Во время последнего ухода России в изоляционизм в период с 1945 по 1958 год (поскольку до войны и своим конструктивизмом, постконструктивизмом, а также неоклассицистическими реалистическими опытами она была вполне синхронна европейским веяниям в культуре того же времени) провал был особенно глубок, и, по мнению многих, уже окончательно непреодолим. Но мы все-таки не будем столь пессимистичны. Именно за это время на Западе наросло огромное количество стилей и направлений, немыслимых бы за подобный период, скажем, того же XIX века. По мере быстрого перебирания их вынырнувшим российским художественным сообществом, начиная с конца 50-х, лет через десять мы опять совпали с мировым процессом в своей соц-артистской и концептуальной практиках. Естественно, при этом сохранились все вышеупомянутые черты (уж не знаю, сила это или слабость?) русского способа включения в исторический процесс — смешение стилей, взглядов и сугубая идеологизация выбранной позиции. Надо заметить, что эти особенности по случаю исторического везения совпали с основной современной постмодернистской стратегией художественной манифестации с доминацией жеста и поведенческой модели в ущерб традиционному текстоцентризму. С мобильностью передвижения между всеми наличествующими художественными практиками, жанрами, стилями и даже видами искусств (например, явная и акцентированная вербализация визуального пространства).
Тут к месту было бы помянуть о вообще предоминирующей принципиальной постмодернистскости русского культурного менталитета, правда, никогда до концептуализма не бывшего отрефлексированным, артикулированным и тематизированным. Как уже упоминалось выше, при наличии одновременного актуального существования разновременных культурных пластов с их порой абсолютно несводимыми языками, идеалами и установками русское культурное сознание постоянно мерцало между ними, вырабатывая мобильность и всеприемлемость как несомненные достоинства культурного существования. К тому же общеизвестна доминация вербальности в российской культуре, когда визуально-пластический акт всегда был зажат между предположенной ему как бы вербальной оговоренностью этого акта в виде некой начальной идеи и последующим его вербальным объяснением. Между этими двумя словесными актами сама визуальность как бы и вовсе сгорала. Это и приуготовило нас к самой радикальной постмодернистической практике.
Так что вроде бы все и ясно.
3. Что же будем делать?
И что же теперь — веником убиться, что ли?

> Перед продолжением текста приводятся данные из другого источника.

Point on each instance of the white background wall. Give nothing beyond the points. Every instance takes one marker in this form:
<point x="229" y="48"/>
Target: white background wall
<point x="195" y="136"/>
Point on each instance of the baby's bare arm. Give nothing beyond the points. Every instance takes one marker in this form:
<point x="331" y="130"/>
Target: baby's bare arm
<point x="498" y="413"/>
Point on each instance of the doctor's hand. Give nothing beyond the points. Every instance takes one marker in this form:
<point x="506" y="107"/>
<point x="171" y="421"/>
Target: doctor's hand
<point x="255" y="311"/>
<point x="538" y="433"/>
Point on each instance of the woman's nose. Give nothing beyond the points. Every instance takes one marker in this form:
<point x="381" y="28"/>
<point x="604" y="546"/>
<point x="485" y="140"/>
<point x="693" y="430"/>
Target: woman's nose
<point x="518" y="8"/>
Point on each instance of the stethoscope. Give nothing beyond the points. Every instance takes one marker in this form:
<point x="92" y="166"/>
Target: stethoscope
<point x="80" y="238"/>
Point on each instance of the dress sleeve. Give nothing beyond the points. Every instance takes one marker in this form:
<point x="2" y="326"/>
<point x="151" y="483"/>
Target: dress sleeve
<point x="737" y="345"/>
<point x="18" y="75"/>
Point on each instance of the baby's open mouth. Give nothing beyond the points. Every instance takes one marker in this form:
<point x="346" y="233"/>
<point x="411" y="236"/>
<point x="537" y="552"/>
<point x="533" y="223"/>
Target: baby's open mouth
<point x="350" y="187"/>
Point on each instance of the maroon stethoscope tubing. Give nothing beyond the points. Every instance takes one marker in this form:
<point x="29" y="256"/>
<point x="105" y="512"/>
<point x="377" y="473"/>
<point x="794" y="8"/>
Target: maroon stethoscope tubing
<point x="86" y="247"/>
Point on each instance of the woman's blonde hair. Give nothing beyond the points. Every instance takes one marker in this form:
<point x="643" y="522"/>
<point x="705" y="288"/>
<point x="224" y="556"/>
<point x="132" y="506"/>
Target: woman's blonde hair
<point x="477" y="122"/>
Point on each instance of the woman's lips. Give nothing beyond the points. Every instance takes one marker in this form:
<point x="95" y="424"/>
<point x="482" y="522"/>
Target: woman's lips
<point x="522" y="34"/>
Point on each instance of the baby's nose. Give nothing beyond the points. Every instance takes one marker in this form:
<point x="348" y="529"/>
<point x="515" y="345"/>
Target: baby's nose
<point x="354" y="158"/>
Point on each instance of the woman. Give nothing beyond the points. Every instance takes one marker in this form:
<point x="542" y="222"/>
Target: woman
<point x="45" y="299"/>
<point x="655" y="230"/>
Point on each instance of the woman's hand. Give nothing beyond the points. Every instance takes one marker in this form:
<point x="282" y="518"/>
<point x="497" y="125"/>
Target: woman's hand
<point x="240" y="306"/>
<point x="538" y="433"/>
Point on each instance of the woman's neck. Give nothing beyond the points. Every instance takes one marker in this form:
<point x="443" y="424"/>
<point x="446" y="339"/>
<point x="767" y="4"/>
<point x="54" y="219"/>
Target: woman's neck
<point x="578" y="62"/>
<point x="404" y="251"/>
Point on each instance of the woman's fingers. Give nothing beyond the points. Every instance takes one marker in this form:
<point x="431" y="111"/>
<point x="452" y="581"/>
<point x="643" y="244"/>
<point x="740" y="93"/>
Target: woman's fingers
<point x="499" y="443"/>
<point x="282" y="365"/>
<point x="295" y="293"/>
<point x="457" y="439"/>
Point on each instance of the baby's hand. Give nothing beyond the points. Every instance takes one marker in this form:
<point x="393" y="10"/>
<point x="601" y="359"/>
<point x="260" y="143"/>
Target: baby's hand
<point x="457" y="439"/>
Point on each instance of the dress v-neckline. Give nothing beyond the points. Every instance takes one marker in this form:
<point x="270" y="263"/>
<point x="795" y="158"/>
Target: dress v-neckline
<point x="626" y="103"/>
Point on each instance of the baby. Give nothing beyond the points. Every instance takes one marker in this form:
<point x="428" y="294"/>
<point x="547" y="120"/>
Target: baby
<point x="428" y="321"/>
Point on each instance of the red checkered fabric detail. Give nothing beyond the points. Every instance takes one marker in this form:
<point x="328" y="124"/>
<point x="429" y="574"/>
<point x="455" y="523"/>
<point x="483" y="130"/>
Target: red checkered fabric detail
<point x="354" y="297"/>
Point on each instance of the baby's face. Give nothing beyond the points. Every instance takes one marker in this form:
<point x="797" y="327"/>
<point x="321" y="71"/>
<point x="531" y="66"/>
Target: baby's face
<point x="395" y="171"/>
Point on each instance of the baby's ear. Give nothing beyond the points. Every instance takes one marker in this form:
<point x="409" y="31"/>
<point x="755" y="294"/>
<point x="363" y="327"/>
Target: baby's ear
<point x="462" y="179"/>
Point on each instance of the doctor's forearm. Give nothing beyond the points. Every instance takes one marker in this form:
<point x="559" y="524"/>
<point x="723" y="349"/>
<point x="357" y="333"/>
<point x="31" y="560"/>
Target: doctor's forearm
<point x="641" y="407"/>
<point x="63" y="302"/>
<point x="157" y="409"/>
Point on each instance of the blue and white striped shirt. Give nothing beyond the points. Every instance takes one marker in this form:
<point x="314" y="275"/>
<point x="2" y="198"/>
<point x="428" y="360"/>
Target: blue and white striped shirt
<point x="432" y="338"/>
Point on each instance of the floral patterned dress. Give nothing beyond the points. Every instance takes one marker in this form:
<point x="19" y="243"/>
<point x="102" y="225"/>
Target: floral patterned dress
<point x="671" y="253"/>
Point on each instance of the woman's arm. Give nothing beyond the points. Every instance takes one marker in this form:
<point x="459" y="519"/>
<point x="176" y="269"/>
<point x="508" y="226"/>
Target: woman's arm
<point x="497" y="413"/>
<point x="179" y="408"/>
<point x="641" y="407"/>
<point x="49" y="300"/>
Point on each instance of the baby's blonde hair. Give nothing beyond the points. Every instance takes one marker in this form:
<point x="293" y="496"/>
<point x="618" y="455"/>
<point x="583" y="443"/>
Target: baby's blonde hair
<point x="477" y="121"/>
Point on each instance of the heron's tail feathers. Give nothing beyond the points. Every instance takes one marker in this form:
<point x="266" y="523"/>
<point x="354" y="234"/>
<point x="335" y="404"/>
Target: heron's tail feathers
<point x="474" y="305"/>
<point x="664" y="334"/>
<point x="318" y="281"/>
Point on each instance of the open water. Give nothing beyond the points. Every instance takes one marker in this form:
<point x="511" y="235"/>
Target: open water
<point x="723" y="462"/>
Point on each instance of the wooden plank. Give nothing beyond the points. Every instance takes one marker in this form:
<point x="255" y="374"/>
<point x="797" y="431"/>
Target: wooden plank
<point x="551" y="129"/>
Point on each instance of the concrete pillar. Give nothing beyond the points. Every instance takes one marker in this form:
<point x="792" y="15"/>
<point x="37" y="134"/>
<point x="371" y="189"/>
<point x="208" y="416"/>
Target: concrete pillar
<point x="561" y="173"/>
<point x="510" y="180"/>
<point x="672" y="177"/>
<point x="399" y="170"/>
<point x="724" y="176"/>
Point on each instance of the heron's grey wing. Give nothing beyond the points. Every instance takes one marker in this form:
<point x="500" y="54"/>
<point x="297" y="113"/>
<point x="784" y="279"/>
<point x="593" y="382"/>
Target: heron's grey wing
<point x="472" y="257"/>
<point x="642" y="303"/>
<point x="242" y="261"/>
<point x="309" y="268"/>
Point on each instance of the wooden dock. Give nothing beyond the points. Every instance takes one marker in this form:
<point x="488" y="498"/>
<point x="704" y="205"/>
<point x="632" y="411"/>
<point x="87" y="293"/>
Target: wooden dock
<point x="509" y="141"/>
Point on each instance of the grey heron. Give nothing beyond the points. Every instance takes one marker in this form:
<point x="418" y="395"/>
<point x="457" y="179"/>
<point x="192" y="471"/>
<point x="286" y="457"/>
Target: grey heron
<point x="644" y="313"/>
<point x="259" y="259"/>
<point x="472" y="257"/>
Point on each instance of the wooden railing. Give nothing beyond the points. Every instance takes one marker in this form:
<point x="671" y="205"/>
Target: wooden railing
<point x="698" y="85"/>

При явном и всеобщем ощущении кризисности ситуации и ее завершенности, при исчерпанности вышеперечисленных проектов, возможно ли проглядеть некий выход?
То есть возможно ли проглядеть хотя бы некоторые черты возможных новых проектов? Вполне вероятно, мы и предскажем, явим в нашем описании неких, скомбинированных из элементов наших нынешних слабых представлений, монстров, которым и не суждено будет никогда осуществиться. Однако же, и в случае подобных казусов энергия данных эвристических экстрем если и не способна породить будущее, то хотя бы способствует конструированию некой вынесенной вовне точки ретроспективного взгляда, дабы по некоторым чертам, точнее, направлениям силовых линий попытаться усмотреть аксиологию, продолжая ее за пределы уже реализованного исторического настоящего. Работа достаточно умозрительная, но и захватывающая.